Lower Bounds on Sorting

Lower Bounds can also be important within Computer Science. We can use different comparison models to show that with certain algorithms, we can get linear time sometimes with a sort.

Comparison Model:
  • All input items are black-boxes (Abstract Data Types).
  • The only operations allowed are comparisons.

The only way it can really manipulate items is to compare these items against each other.

  • The time cost of an algorithm is equal to the number of comparisons.

From a lower-bound point of view, we can show that we need O(logn) time to search, and O(n) time to sort.

Decision Tree:

Any comparison algorithm can be viewed as a tree of all possible comparisons and their outcomes, and the resulting answer.

This is much clearer with an example:

Binary Search

For n=3, we have our array A = [(0), (1), (2)]

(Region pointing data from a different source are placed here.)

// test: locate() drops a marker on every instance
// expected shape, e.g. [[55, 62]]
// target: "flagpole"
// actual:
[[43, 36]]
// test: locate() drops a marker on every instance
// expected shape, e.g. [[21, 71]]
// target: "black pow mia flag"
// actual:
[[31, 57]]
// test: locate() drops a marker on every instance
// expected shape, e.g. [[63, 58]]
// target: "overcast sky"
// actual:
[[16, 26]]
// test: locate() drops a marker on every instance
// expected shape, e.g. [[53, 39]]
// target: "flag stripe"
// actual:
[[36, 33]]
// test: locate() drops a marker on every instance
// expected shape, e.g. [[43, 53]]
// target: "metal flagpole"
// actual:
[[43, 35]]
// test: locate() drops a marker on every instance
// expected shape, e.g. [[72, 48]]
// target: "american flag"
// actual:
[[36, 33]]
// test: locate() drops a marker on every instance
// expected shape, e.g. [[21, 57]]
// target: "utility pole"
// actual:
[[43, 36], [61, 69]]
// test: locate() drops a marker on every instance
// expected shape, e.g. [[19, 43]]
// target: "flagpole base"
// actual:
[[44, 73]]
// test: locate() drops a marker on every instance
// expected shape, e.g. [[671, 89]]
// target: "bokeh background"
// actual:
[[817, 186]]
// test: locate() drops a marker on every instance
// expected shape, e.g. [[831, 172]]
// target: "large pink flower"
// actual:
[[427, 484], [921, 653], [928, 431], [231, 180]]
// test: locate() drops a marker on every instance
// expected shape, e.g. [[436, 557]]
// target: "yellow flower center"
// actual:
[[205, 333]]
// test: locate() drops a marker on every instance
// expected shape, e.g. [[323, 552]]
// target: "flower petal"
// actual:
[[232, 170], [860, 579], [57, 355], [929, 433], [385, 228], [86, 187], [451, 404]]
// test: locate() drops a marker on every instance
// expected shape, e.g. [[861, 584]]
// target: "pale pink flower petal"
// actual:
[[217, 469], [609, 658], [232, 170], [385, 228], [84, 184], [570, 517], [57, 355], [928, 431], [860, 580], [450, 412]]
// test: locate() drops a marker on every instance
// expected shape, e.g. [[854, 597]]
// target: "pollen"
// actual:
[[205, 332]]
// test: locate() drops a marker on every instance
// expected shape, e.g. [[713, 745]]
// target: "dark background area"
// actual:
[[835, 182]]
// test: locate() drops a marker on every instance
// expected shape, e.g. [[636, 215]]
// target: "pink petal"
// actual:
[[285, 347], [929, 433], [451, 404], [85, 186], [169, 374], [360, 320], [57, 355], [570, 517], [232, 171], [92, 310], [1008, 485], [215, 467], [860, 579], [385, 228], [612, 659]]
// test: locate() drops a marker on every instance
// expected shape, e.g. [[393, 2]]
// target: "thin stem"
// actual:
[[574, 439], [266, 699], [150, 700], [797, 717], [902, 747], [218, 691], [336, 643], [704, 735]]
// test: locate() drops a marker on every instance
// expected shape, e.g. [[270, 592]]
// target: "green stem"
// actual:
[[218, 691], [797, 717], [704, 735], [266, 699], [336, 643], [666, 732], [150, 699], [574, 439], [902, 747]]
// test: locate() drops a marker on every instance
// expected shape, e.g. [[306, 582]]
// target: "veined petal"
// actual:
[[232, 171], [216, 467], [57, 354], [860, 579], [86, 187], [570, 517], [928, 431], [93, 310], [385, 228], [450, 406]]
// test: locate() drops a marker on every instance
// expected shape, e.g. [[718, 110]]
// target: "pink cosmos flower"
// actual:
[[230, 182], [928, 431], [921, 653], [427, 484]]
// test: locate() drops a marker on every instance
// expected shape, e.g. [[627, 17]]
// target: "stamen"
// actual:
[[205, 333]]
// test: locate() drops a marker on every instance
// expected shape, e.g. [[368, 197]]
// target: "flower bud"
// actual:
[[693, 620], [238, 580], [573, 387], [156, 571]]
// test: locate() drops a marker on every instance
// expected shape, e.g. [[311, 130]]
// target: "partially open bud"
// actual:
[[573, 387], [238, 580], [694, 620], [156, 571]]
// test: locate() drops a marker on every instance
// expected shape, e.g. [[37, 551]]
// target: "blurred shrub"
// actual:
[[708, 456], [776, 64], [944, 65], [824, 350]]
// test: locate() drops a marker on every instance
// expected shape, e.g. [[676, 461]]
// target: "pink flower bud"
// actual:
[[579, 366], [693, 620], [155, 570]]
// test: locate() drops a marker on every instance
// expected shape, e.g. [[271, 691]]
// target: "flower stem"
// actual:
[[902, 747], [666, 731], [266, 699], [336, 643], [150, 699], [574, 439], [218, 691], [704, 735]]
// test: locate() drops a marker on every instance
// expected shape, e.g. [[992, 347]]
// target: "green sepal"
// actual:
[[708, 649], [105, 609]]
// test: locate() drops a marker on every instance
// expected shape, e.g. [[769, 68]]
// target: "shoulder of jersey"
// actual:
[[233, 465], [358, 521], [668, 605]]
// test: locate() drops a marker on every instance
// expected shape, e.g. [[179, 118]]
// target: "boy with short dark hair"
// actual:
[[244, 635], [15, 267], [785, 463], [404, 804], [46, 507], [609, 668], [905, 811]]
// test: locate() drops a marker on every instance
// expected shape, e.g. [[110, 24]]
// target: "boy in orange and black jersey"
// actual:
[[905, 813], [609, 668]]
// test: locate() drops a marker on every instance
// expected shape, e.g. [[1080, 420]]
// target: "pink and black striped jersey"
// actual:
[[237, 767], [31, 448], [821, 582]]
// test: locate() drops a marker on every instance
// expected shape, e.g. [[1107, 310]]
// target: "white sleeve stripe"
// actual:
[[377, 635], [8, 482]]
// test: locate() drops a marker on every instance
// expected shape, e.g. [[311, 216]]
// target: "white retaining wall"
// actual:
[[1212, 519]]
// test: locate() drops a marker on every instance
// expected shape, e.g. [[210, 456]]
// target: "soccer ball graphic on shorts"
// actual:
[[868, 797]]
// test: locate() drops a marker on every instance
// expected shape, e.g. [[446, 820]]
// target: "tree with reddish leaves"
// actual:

We can envision a decision tree like so:

if a[1] < x:  
    if a[2] < x:
        "a[2] < x"
        "a[1] < x <= a[2]"
    if a[0] < x:
        "a[0] < x <= a[1]"
        "x <= a[0]"

We generally don't want to represent an algorithm this way since the tree increases exponentially. However, it's useful for analysing an algorithm.

When we have an "internal node" in the decision tree, it corresponds to a binary decision in the algorithm (in this model, we only care about comparisons as binary decisions).

A "leaf" in the decision tree represents a successful termination of the algorithm - we've found the solution.

A downward root-to-leaf path represents a single execution of the algorithm. The time taken by the algorithm is the length of that path.

The worst-case running time is the height of the root node, aka the height of the tree.

This is why decision trees are interesting: if we can figure out the height of the decision tree, we can easily translate that into the worst-case running time of the algorithm.

Lower Bounds

Under the comparison model, we can find a universal lower bound on any sorting algorithm, using the idea of decision trees outlined above.

  • Decision trees are binary
  • The number of leaves must be at least the number of possible answers.

Let n be the number of items being sorted.

There are n! permutations of items we should consider in a sorting algorithm, so there are n! possible "answers" we need to worry about. These answers may in fact be duplicated, so there could be more than n!, but n! is the absolute lower bound.

If a tree is binary, then the number of items is at least the number of leaves (it's normally more like double, but this is a convenient lower bound to work with).

The height of a tree is log(l) where l is the number of leaves. Therefore, the height of this tree is at least log(n!).

We can either use Sterling's approximation, or write it out as a sum as follows:

$$ \begin{aligned} height &\ge \log{n!}\\
&= \log{(n \times (n-1) \times (n-2) ... 2 \times 1)}\\ &= \log{n} + \log{(n-1)} + ... + \log{2} + \log{1}\\ &= \sum\limits_{i=1}^n \log{i} \end{aligned} $$

To proceed, we should recall that logn looks like this:

Image of a log graph

And we're trying to find what's essentially the area under the graph - although, since this is discrete maths, we won't be using integrals. We want to find the sum of logi across all the is up to n.

Looking at the second 'half' of logi (remember, as n grows, we'll start to care less and less about the sharp increase at the start), we can see that they more or less approach logn.

We can make our lives easier by discarding the first half, like so:

$$ \begin{aligned} height &\ge \sum\limits_{i=\frac{n}{2}}^n \log{i}
\end{aligned} $$

We can go even further - because n/2 is the lowest value in the sum, we can be sure that the following is also true:

$$ \begin{aligned} height &\ge \sum\limits_{i=\frac{n}{2}}^n \log{n \over 2}
\end{aligned} $$

After this, it's just simple logarithm tricks and factoring:

$$ \begin{aligned} height &\ge \sum\limits_{i=\frac{n}{2}}^n \log{n} - 1\\
&= \frac{n}{2}\log{n} - \frac{n}{2}\\ &= \frac{1}{2}(n\log{n} - n)\\ &= \Omega(n\log{n})\\ \end{aligned} $$

Behold: a universal lower bound on sorting in the comparison model, found by analysing the minimum height of any decision tree within this model to decide the order into which items should be sorted.